Колян молча слушал, доливал себе в стакан, и мне, подвыпившему, казался больше и выше. Слушать он умел, это было заметно ещё десять лет назад. Наконец он стал вставать, я тоже попытался встать и неловко навалился на столик.
— Сидеть! — строго приказал Колян. — Так. Завтра ты придёшь к причалу. Там, недалеко, слева, стоит лохань — лучший крейсер всех времён и народов. «Гидрограф» называется. Придёшь, значит, с утра, к шести. Спросишь капитана или Тыквенко. Это то, что тебе нужно. А потом будешь заниматься самокопательством, или нет. А люди там какие… Увидишь.
— А кто капитан?
— Я. Ты забыл спросить. Ну, мне пора. А то на борту не был, как жену привез. Должны были сегодня выйти — завтра пойдём. На острова пойдём, ветерок, промеры. Думай, Писатель. Пока.
Рассвет я встречал у окна, в номере, под тихое радио за стеной. Все люди, которых я узнал за этот месяц, как будто были рядом. Толстый библиотекарь заваривал тайком от коридорной чай. Писатели сидели строем на диване, по количеству книг, как по росту, Колян подпирал картину с кувшином.
«Лучше б ты приёмники собирал», — сказал один любимый мной литературный персонаж. Нет, Коля, каждому своё. Уходить некуда, слишком долго я это делал. Надо пробовать до конца. Устал я каждый раз начинать сначала, и не хватит для меня гайдаровских горячих камней. Надо писать что-то, что я ещё не знаю, ради всех, кого я знал, пусть это будет для этих людей и не очень важно. Пускай я, как пушной грызун, буду ездить по халявным юбилейным пьянкам.
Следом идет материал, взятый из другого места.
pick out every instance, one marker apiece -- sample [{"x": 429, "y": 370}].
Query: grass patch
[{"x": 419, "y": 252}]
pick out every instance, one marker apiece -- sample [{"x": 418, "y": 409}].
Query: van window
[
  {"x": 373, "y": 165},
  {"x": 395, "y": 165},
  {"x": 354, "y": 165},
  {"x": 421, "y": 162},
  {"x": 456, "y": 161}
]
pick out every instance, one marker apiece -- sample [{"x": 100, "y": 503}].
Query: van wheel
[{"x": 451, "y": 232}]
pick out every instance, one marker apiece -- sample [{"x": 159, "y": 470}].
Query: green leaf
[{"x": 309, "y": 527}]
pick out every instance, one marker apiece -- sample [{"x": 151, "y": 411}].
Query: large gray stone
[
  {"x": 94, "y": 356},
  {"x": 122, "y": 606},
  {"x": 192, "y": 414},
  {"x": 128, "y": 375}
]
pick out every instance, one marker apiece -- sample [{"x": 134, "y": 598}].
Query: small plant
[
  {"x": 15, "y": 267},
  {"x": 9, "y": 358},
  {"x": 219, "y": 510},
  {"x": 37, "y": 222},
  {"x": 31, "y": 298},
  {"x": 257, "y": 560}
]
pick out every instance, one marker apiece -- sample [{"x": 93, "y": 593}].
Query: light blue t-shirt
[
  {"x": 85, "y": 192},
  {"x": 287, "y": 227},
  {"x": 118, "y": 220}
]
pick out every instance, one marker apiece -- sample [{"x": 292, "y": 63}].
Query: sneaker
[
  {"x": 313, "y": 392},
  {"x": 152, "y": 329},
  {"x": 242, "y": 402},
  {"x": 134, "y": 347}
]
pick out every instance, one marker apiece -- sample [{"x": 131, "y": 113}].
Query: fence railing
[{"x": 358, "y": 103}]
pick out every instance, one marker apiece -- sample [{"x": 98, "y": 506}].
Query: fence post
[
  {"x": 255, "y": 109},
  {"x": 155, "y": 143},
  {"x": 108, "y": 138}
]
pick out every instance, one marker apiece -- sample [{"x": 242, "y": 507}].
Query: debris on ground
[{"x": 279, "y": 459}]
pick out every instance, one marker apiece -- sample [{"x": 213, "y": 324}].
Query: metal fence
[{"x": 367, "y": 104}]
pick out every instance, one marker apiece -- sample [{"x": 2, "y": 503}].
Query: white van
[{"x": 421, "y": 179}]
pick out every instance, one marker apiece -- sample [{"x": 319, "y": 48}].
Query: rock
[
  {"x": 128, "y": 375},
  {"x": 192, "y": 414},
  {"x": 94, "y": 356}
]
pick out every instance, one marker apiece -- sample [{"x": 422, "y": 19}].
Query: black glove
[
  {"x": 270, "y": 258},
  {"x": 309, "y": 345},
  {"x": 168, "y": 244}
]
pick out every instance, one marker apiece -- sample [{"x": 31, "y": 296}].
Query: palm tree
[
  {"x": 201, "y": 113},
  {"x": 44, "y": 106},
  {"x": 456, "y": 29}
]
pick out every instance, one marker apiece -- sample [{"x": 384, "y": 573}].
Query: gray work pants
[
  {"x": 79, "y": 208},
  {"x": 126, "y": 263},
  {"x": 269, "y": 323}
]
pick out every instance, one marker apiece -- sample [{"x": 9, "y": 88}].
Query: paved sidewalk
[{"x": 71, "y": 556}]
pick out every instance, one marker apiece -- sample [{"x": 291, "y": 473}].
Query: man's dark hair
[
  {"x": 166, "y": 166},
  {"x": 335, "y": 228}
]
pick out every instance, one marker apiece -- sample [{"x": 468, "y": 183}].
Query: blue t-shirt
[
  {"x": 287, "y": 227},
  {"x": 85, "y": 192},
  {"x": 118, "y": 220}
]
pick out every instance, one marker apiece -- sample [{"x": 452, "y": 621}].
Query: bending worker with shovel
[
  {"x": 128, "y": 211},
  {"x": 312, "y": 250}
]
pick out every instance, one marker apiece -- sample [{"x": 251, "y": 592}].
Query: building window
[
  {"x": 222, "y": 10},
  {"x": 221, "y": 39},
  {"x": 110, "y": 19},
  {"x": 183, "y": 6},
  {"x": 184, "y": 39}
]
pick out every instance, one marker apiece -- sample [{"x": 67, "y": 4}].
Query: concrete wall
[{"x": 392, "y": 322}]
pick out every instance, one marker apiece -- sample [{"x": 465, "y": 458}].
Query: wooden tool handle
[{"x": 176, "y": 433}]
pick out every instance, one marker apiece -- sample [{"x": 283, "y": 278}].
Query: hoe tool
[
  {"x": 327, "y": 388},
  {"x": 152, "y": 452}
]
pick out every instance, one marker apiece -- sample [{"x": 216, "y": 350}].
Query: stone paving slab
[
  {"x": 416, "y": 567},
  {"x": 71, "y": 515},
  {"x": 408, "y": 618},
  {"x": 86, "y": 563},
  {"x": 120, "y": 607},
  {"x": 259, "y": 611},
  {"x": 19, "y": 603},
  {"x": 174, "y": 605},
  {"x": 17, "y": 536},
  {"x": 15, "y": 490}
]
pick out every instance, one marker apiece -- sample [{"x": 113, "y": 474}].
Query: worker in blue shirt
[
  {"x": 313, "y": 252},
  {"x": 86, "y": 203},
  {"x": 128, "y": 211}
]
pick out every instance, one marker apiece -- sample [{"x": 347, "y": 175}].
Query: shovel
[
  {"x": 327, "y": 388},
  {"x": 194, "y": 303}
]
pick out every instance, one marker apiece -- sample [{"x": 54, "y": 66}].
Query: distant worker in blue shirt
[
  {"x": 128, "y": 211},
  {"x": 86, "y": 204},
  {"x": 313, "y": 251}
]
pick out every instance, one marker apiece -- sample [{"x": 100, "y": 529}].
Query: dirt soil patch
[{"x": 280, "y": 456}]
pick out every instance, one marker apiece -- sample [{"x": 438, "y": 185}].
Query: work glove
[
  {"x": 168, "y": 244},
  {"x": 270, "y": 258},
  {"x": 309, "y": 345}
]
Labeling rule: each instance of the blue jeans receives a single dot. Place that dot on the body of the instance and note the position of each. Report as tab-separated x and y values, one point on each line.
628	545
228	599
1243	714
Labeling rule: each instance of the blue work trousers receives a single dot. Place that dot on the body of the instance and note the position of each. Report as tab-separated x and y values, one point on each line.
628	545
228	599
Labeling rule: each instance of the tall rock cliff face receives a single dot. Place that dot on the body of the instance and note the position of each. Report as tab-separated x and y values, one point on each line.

Время переваливается на крыло, меняет своё течение. Это уже не то время, к которому мы привыкли, оно живёт отдельно от нас, мы не поспеваем за его поворотом. И нечего суетиться.
Радио за стенкой стало громче.
— Московское время — восемь часов тридцать минут. Говорит радиостанция «Маяк». Сегодня, десятого ноября 1982 года, мы продолжаем рассказ о Вахте Памяти, посвящённой сорокалетию Сталинградской битвы. Трудящиеся…
Начинался новый день.
Старообрядец
Молодого инженера разбирали на собрании.
Дело состояло в том, что его тесть был старообрядцем.
Один из друзей инженера, побывав на недавнем дне рождения инженера, сообщил об этом обстоятельстве родства в партком.
В заявлении было написано, что в доме у члена партии и при его пособничестве собираются религиозные мракобесы.
Тесть тогда действительно молился в своём закутке, не обращая внимания на гостей, которые с испугом глядели на него.
Пил он всегда из своей специальной кружки, и это тоже всех раздражало. Инженер и сам не любил тестя — сурового человека, заросшего до глаз бородой, высокого и жилистого, но его возмутило предательство друга.
Инженер наговорил глупостей, и дело запахло чем-то большим, чем просто исключение из партии.
Однако счастье инженера состояло в том, что по старой рабочей привычке (ибо он стал инженером на рабфаке, придя в вуз по комсомольскому набору), он крепко выпил, идя с собрания, и свалился в беспамятстве.
Врачи объявили диагноз его жене, фельдшеру, которая и сама понимала: «нервная горячка». Исключённый и уволенный инженер переждал свою беду, валяясь на больничной койке.